Eponymously affiliated with Bazett formula to calculate corrected QT interval (QTc) for varying heart rates. In 1920 Bazett related the corrected QT interval to the square root of the RR interval (the Bazett formula) independent of the relationship defined by Fridericia (1920) the duration of the QT interval was related to the cube root of the RR interval (the Fridericia formula)
Biography
Born on June 25, 1885 in Gravesend, England the third child and only son of Henry Bazett, MRCS and his wife Eliza Ann Cruickshank. He was educated at Dover College and at Wadham College, Oxford. He took his clinical training at St Thomas’s Hospital, where he served as demonstrator of physiology in 1910, and in the following year as house surgeon, casualty officer, and clinical assistant in the throat and ear department. This year, 1911, he took the Fellowship five months after passing the Conjoint board. He now won the Radcliffe travelling Fellowship for 1912-15, which took him to Harvard for a year. But on the outbreak of war in August 1914 he immediately joined the RAMC and served in France till the end of the war in November 1918. In 1912 he had been elected a Fellow of Magdalen till 1920, and was appointed demonstrator of pathology at Oxford for 1913-15. He was utterly fearless but never reckless in war or in peace, and was endowed with complete moral and physical courage. During the retreat from Mons in autumn 1914 he served with a field ambulance, and thereafter was a battalion medical officer in front of Ypres. He was three times mentioned in despatches, won the Military Cross, and was created an OBE. He returned to Oxford as Christopher Welch lecturer in clinical physiology 1919-21, and was already interested in aviation problems and high-altitude physiology, a subject which only came fully forward twenty years later in the second world war. He took the Oxford doctorate in 1920.

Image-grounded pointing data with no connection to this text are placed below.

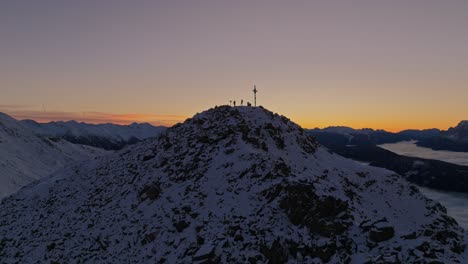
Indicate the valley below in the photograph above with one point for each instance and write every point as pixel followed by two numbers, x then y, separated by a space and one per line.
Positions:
pixel 455 202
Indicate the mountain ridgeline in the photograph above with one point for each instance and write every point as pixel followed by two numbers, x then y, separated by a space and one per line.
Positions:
pixel 105 136
pixel 230 185
pixel 454 139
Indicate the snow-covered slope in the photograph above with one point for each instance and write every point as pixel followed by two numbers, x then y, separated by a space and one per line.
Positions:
pixel 25 157
pixel 230 185
pixel 107 136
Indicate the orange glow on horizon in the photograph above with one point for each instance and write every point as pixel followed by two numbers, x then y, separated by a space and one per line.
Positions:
pixel 169 120
pixel 98 118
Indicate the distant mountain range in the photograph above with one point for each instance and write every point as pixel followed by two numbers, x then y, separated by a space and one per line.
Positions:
pixel 26 157
pixel 350 136
pixel 31 150
pixel 106 136
pixel 454 139
pixel 230 185
pixel 361 145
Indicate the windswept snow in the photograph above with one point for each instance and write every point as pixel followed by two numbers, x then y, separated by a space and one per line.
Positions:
pixel 25 157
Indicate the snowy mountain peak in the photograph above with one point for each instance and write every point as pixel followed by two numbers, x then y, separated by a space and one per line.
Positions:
pixel 230 185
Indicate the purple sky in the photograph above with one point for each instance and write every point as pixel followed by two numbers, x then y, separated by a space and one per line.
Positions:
pixel 383 64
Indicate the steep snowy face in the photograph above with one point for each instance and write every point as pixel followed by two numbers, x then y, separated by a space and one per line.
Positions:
pixel 230 185
pixel 107 136
pixel 25 157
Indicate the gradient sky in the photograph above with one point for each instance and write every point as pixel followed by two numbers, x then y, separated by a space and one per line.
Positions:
pixel 380 64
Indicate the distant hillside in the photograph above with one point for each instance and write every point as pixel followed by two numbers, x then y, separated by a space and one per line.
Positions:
pixel 454 139
pixel 230 185
pixel 106 136
pixel 367 136
pixel 26 157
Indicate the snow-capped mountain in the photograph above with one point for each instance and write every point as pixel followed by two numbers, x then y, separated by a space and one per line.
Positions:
pixel 453 139
pixel 230 185
pixel 107 136
pixel 25 157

Bazett became professor of physiology at the University of Pennsylvania in 1921, and held the chair till his death. Although he thus made his home in America for the second half of his life, he retained his British citizenship and loyalty, while entering fully into the circle of American academic medicine. His main interest was in the application of physiological research to clinical problems. He perfected an exact technique for studying temperature changes in circulating blood, and showed the importance of the venal comites in the pre-cooling of the arterial blood by the returning venous blood.
When war began again he was given leave of absence from Philadelphia to devote himself to work for Canada and Britain. After the tragic death of Sir Frederick Banting, FRCS, in 1941, Bazett was visiting professor of medical research at the University of Toronto 1941-43 in charge of aviation research. He served on the clothing sub-committee of the American National Research Council’s committee on aviation medicine 1943-45, was consultant to the quartermaster-general of the American Army 1943-44, and in 1943 worked in England with the Canadian staff of the Royal Aircraft Establishment at Farnborough. During these years he was an extra member of the Medical Research Council, working also for the Admiralty, and being sent on a commission of investigation to India in 1944. He was promoted CBE in 1946. After the war he returned to his chair at Philadelphia, and in 1950 was president-elect of the American Physiological Society.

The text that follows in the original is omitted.